Foundations of Law
Full course description
This course will introduce students to the historical, philosophical, and economic foundations of law, a thorough understanding of which being indispensable in order to arrive at a true comprehension of the positive law. Through the lens of three meta-juridical disciplines, students will be confronted with questions regarding the nature of the law and its (ideal) role in society. First, the law will be examined from a legal-historical perspective to make students aware of the main political, social, and cultural events throughout history that shaped the (Western) European legal systems of today. The second discipline of philosophy of law will guide students through the normative foundations of law, comparing legal norms with those of a social, political, or moral nature and whilst dealing with questions concerning the justification and enforceability of state law. Third, students will be introduced to the multidisciplinary study of law and economics, to raise awareness of the economic reasoning behind – as well as the economic consequences of – legislative and contractual decisions.
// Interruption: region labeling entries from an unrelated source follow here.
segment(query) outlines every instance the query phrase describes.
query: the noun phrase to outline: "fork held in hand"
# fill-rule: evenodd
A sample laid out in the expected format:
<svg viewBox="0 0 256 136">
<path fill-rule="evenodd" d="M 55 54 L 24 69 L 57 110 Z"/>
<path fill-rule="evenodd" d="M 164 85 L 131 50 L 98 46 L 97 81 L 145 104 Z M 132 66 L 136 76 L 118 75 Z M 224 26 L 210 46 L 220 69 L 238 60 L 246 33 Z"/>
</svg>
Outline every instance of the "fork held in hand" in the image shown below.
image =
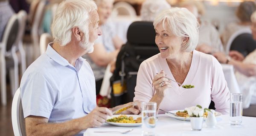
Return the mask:
<svg viewBox="0 0 256 136">
<path fill-rule="evenodd" d="M 157 74 L 158 74 L 158 73 L 157 73 Z M 181 84 L 180 84 L 180 83 L 179 82 L 177 82 L 177 81 L 175 81 L 175 80 L 174 80 L 173 79 L 170 79 L 170 78 L 169 78 L 169 77 L 168 77 L 167 76 L 165 76 L 164 77 L 168 79 L 169 80 L 170 80 L 171 81 L 173 81 L 174 82 L 177 82 L 178 84 L 178 85 L 179 85 L 180 86 L 182 86 Z"/>
<path fill-rule="evenodd" d="M 125 132 L 119 132 L 119 131 L 94 131 L 93 132 L 95 133 L 107 133 L 107 132 L 116 132 L 116 133 L 121 133 L 125 134 L 126 133 L 128 133 L 131 131 L 133 130 L 133 129 L 131 129 L 128 131 L 126 131 Z"/>
</svg>

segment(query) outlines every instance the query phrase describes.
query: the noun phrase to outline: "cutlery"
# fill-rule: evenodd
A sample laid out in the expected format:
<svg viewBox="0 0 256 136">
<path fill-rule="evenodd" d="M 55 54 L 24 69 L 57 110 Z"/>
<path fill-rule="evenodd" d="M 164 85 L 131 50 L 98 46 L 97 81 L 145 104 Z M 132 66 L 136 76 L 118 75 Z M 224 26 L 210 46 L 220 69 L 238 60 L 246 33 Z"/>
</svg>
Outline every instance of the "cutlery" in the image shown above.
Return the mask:
<svg viewBox="0 0 256 136">
<path fill-rule="evenodd" d="M 166 112 L 166 113 L 169 113 L 169 114 L 172 114 L 172 115 L 175 115 L 175 116 L 177 116 L 175 113 L 171 113 L 170 112 L 169 112 L 169 111 L 166 111 L 166 110 L 162 110 L 162 109 L 159 109 L 159 110 L 162 110 L 162 111 L 164 111 L 165 112 Z"/>
<path fill-rule="evenodd" d="M 117 113 L 121 113 L 121 112 L 127 109 L 130 108 L 132 108 L 134 106 L 136 105 L 137 104 L 136 103 L 132 103 L 130 105 L 129 105 L 125 107 L 122 107 L 121 108 L 120 108 L 115 111 L 112 111 L 112 113 L 113 114 L 117 114 Z"/>
<path fill-rule="evenodd" d="M 128 133 L 131 131 L 133 130 L 133 129 L 131 129 L 125 131 L 125 132 L 119 132 L 119 131 L 94 131 L 93 132 L 95 133 L 108 133 L 108 132 L 116 132 L 116 133 L 121 133 L 125 134 L 126 133 Z"/>
<path fill-rule="evenodd" d="M 157 74 L 158 74 L 158 73 L 157 73 Z M 175 80 L 174 80 L 173 79 L 170 79 L 170 78 L 169 78 L 169 77 L 168 77 L 167 76 L 165 76 L 164 77 L 168 79 L 169 80 L 170 80 L 171 81 L 173 81 L 174 82 L 177 82 L 178 84 L 178 85 L 179 85 L 180 86 L 182 86 L 182 85 L 181 85 L 181 84 L 180 84 L 180 83 L 179 82 L 177 82 L 177 81 L 175 81 Z"/>
</svg>

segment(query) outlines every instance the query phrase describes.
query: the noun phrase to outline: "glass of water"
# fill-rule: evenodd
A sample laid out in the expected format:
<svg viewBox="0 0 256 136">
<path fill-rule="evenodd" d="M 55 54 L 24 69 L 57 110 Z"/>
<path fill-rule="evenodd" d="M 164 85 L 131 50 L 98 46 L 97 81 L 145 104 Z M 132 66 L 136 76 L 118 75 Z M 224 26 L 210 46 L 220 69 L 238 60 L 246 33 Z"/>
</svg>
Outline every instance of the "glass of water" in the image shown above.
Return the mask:
<svg viewBox="0 0 256 136">
<path fill-rule="evenodd" d="M 157 103 L 145 102 L 141 105 L 143 136 L 155 136 Z"/>
<path fill-rule="evenodd" d="M 242 123 L 243 116 L 243 95 L 231 94 L 230 107 L 230 124 L 240 125 Z"/>
</svg>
The course will employ a chronological approach that guides students – in the form of both lectures and tutorials – through the main events and the most influential actors which constitute the Foundations of (European) law.
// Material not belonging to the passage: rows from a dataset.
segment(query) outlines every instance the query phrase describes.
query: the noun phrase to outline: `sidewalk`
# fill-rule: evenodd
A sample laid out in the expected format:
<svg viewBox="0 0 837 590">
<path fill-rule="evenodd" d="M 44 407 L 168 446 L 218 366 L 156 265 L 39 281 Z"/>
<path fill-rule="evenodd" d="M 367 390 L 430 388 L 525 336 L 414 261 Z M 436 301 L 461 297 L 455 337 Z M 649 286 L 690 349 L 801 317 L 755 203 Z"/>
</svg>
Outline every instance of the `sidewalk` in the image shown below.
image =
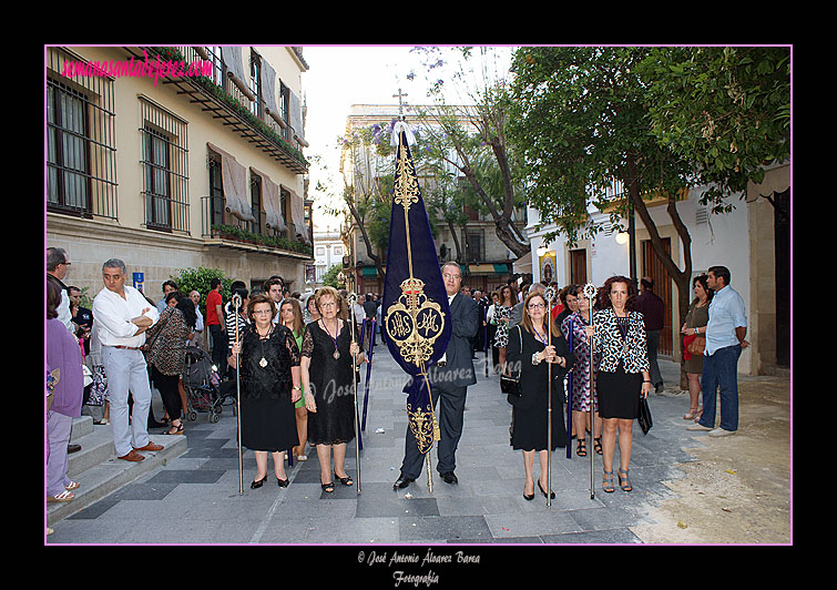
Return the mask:
<svg viewBox="0 0 837 590">
<path fill-rule="evenodd" d="M 548 508 L 540 494 L 533 501 L 522 498 L 522 456 L 509 446 L 511 406 L 497 377 L 484 376 L 481 354 L 457 451 L 459 485 L 438 476 L 433 449 L 432 494 L 426 471 L 394 491 L 407 428 L 406 376 L 380 344 L 374 360 L 359 478 L 354 442 L 346 459 L 359 495 L 339 482 L 335 492 L 324 492 L 313 449 L 307 461 L 288 468 L 289 487 L 276 486 L 268 469 L 267 484 L 256 490 L 249 489 L 254 455 L 245 449 L 239 495 L 236 418 L 227 406 L 217 424 L 206 415 L 186 423 L 186 452 L 55 522 L 45 542 L 790 542 L 788 379 L 742 376 L 741 430 L 711 439 L 685 430 L 681 416 L 688 397 L 677 390 L 680 366 L 661 360 L 666 391 L 650 396 L 654 427 L 647 435 L 634 428 L 634 490 L 604 494 L 595 456 L 591 499 L 590 457 L 566 459 L 559 449 L 552 460 L 557 497 Z"/>
</svg>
Following successful completion of this course, students will:
- understand the main theories and developments of legal history, legal philosophy, and law & economics.
- be able to explain key concepts of legal history, legal philosophy, and law & economics.
- be able to make connections between legal and meta-legal knowledge.
- be able to describe the historical context and the developments throughout history of key legal concepts in order to interpret the changes they underwent.
- be able to analyse and critically reflect on the role of law as an instrument for both societal control and societal change, that is, the law as a tool for reproducing economic, political, racial, and gendered structures of domination, and the law as a source of social emancipation.
- be able to construct the pathways and contingencies of legal developments in Europe and beyond, based on normative, and other societal factors.
- be able to formulate explicit normative standards, based on different legal-philosophical, legal-historical, and economical approaches.
- be able to evaluate possible legal solutions for contentious issues in current political debates that require a resolution through the law as a form of practical reason and place them against explicit normative standards.
None, other than that students were admitted to the bachelor European Law School.